The reading, which is free and open to the public, is part of The Writing Program Reading Series.
Baker is the author of eight books of poetry: “Midwest Eclogue” (2005), “Treatise on Touch: Selected Poems” (2005), “Changeable Thunder” (2001), “The Truth About Small Towns” (1998), “After the Reunion” (1994), “Sweet Home, Saturday Night” (1991), “Haunts” (1985) and “Laws of the Land” (1981). He also is the author of two books of criticism: “Heresy and the Ideal: On Contemporary Poetry” (2000) and “Meter in English: A Critical Engagement” (1996).

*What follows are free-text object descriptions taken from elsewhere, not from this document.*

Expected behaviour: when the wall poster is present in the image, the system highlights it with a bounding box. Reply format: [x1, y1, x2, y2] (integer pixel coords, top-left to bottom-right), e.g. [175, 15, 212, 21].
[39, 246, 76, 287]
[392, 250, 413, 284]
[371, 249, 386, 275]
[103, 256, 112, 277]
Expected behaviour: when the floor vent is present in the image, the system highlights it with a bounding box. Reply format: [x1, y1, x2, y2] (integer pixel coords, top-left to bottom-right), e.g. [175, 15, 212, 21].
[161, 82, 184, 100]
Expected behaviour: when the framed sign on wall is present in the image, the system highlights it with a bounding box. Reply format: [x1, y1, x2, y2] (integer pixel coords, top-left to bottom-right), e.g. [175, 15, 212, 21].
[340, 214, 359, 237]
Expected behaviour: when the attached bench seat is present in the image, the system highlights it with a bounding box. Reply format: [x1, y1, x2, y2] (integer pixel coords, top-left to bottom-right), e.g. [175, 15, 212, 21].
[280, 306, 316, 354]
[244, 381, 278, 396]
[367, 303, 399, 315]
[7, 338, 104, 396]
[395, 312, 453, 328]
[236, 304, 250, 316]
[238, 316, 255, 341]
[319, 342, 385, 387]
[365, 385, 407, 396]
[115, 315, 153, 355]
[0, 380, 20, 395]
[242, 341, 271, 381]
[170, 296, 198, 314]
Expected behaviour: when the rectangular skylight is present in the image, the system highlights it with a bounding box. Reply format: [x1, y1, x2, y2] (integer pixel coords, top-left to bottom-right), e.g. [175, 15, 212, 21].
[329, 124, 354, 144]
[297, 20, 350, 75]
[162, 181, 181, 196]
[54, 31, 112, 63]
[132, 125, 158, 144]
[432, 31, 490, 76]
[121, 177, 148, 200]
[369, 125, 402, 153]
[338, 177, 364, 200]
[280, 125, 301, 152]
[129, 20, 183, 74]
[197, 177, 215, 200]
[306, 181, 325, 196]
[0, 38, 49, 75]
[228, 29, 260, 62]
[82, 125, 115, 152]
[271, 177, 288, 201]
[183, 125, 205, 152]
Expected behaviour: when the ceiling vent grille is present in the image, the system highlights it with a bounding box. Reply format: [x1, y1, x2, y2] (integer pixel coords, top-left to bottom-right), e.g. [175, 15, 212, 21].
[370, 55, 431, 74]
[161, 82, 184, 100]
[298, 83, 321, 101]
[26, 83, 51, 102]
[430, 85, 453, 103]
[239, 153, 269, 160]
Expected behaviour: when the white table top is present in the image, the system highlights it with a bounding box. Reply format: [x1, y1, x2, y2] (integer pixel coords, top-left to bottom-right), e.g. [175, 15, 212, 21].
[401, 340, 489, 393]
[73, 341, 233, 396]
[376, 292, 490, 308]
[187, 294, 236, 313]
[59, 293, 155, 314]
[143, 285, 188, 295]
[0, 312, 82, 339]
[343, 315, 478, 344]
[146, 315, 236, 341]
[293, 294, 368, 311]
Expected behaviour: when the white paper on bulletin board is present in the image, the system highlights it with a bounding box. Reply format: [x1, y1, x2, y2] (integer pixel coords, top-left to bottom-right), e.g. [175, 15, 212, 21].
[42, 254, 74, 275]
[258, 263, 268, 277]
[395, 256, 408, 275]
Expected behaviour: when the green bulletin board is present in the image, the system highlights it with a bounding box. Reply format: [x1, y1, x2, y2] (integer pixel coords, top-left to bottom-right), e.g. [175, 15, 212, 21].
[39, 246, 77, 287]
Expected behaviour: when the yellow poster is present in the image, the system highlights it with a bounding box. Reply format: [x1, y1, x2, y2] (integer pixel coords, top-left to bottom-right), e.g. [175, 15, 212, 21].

Baker has received fellowships and awards from the John Simon Guggenheim Memorial Foundation, the National Endowment for the Arts, the Ohio Arts Council, the Poetry Society of America, the Society of Midland Authors and the Pushcart Foundation. His work has appeared in The New Yorker, The Atlantic Monthly, The Nation, The New Republic, The Paris Review, Poetry and many others.
Raised in central Missouri, Baker resides in Granville, Ohio, and teaches at Denison University, where he holds the Thomas B. Fordham Chair of Creative Writing.
He also teaches in the master of fine arts program at Warren Wilson College in Asheville, N.C., and serves as poetry editor of The Kenyon Review.